The Life We Have Chosen
I’m here to announce the end of a program. This is the harsh side of offshore outsourcing. Programs end. Jobs end. Unless you can garner some fresh work in a hurry.
I give myself the lecture I learned at the knee of a former boss, the this-is-the-life-we-chose bloviation quoting Hymen Roth in The Godfather Part II. This version is platitudinous self-talk of taking the good with the bad, bad with the good. More often, it’s the lecture you give someone when they complain or push back on difficult or harsh directives.

Bliss & the Offshore Outsourcer
“Offshore outsourcer” can apply to the person who outsources and the entity doing the work. Maybe we need more precision: outsourcer/outsourcee. Even so…
I’m walking and thinking about how great it is to see most of our team, albeit under disappointing circumstances. I’m walking and thinking about Joseph Campbell, who had a lot to say about elemental human inclinations. His book, The Power of Myth, is a wide-ranging, endlessly entertaining, and strange book. It’s stranger because it’s a transcription of television interviews with Bill Moyers.
Anyway, I’m thinking about the chapter called Sacrifice and Bliss. If you subtract the deeper parts of this chapter, it’s an ur-text for the influencer tribe and the self-help-book cabal.
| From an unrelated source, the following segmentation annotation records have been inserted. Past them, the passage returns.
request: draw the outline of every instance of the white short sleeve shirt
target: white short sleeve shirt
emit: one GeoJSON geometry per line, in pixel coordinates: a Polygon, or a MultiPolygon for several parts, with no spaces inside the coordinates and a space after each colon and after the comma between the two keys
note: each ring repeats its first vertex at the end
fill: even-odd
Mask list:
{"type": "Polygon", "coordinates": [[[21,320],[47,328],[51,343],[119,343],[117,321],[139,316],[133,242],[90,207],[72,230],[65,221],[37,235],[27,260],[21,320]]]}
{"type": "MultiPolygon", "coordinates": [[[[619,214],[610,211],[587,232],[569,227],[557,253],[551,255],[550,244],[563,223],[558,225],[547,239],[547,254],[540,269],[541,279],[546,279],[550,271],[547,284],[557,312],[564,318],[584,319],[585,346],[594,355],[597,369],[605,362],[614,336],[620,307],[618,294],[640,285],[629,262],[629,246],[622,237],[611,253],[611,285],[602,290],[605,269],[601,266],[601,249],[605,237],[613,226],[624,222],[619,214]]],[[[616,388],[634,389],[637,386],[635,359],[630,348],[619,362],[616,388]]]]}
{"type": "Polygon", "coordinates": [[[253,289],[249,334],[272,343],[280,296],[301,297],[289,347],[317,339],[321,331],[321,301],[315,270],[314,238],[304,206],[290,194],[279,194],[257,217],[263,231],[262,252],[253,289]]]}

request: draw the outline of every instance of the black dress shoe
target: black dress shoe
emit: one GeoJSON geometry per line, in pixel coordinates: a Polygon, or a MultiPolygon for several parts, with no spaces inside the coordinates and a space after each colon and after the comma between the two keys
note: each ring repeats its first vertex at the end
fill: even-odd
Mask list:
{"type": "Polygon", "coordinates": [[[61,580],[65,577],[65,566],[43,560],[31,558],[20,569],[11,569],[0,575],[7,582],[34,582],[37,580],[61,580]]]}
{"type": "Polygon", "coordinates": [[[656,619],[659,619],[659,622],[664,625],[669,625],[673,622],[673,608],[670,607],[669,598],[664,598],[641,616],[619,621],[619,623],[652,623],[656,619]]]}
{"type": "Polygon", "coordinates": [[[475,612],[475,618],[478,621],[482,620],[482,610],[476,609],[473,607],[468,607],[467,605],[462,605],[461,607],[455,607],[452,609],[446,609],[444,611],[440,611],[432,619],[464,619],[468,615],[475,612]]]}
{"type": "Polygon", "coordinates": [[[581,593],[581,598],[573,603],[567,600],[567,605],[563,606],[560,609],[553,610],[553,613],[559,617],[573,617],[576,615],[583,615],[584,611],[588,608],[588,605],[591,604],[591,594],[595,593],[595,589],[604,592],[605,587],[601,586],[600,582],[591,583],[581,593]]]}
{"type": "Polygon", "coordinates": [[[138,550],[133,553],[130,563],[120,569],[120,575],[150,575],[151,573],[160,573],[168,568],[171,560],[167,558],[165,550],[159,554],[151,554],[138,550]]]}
Bliss is a pretty explicit concept, Campbell tells you to find it and follow it. He says it in his elegant manner, “Wherever you are—if you are following your bliss, you are enjoying that refreshment, that life within you, all the time.” Somehow he links bliss to sacred sites, the power of place, what Campbell calls the “sanctification of the landscape” in mythology. Of course, the place can be conceptual, anything that evokes a sacred or the generative.
This is a place where you can simply experience and bring forth what you are and what you might be. This is the place of creative incubation. At first you may find that nothing happens there. But if you have a sacred place and use it, something eventually will happen.
Walking
Maybe in a holistic sense, Dumaguete is my place of creative incubation.
Being in Dumaguete feels correct. Wet market for fish. Wednesday market for fruit and vegetables. Fresh air. Languid, luminous sunrises and sunsets. Strangers’ greetings.